The authority is set to raise its part of the council tax bill by 1.99 per cent - the maximum it is allowed to increase under Government rules without triggering a public referendum.

Up to 200 council jobs could also be at risk with the ruling Labour group laying the blame firmly at the door of the Government.

The authority’s grant from the Government has been cut by half since 2010 as local government funding has been squeezed.

Council leader Julie Dore said: “I have to say I have found this the toughest budget to deliver and to balance without a doubt.

“I feel like we are getting to the bone. It’s really getting down to the bones of the budget, we have taken so much flesh off it now it gets to the point where you are thinking where can the next penny come from?”

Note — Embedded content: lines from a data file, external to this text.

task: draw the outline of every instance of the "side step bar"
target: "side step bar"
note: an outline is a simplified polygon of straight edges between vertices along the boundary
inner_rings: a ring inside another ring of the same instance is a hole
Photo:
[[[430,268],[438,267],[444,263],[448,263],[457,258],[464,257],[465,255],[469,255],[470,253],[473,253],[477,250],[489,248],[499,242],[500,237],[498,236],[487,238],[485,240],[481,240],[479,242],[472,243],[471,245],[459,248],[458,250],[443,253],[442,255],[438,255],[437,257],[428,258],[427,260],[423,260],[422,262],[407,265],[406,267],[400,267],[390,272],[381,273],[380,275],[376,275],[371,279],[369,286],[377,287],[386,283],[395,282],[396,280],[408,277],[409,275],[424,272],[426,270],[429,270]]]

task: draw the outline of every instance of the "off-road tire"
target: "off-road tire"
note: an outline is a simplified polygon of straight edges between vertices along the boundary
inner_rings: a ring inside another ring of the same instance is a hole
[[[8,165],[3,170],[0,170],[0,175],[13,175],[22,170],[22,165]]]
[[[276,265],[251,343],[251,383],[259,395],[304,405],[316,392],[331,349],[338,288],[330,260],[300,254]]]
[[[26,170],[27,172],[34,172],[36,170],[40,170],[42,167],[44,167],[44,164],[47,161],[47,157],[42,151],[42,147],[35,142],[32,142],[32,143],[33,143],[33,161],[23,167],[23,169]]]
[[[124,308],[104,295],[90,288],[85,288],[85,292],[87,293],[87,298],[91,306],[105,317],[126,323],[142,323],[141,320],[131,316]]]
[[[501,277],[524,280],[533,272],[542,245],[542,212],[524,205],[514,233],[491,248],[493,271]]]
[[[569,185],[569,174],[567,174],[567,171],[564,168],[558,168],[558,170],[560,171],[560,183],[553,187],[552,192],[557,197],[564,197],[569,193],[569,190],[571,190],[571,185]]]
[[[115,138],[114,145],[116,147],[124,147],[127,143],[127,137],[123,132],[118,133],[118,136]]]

The council will looks to save £38 million from services including libraries and parks although no individual facility is expected to close.

The authority is also renegotiating contracts with companies providing services to the council such as Capita.

Those contracts include the authority’s deal with Amey covering areas such as streetlighting, cleaning and gritting.

Cuts to gritting have proved hugely controversial in the city with a series of incidents in recent weeks leading the authority to reverse previous reductions in service.

The council has said renegotiating the Amey deal will focus on finding efficiencies rather than reducing service levels.

Council chief executive John Mothersole said: “We’ve said in the past one of things that we are having to do is actually be very close to the wire on a range of issues and hopefully stay in the right side of the wire.

“I think the winter gritting just proves how close we are to those margins, of tipping from acceptibility to unnacceptability.”

The Government has offered councils an addition grant equivalent to a one per cent rise in council tax to authorities who freeze their bills.

Sheffield City Council will raise £1.3 million over what it would get from the so-called ‘freeze grant’ by increasing bills.

The proposed increase will take the Sheffield City Council charge on the council tax bill for a band D property to around £1,308 although the final bill will be higher when it takes in police and fire charges.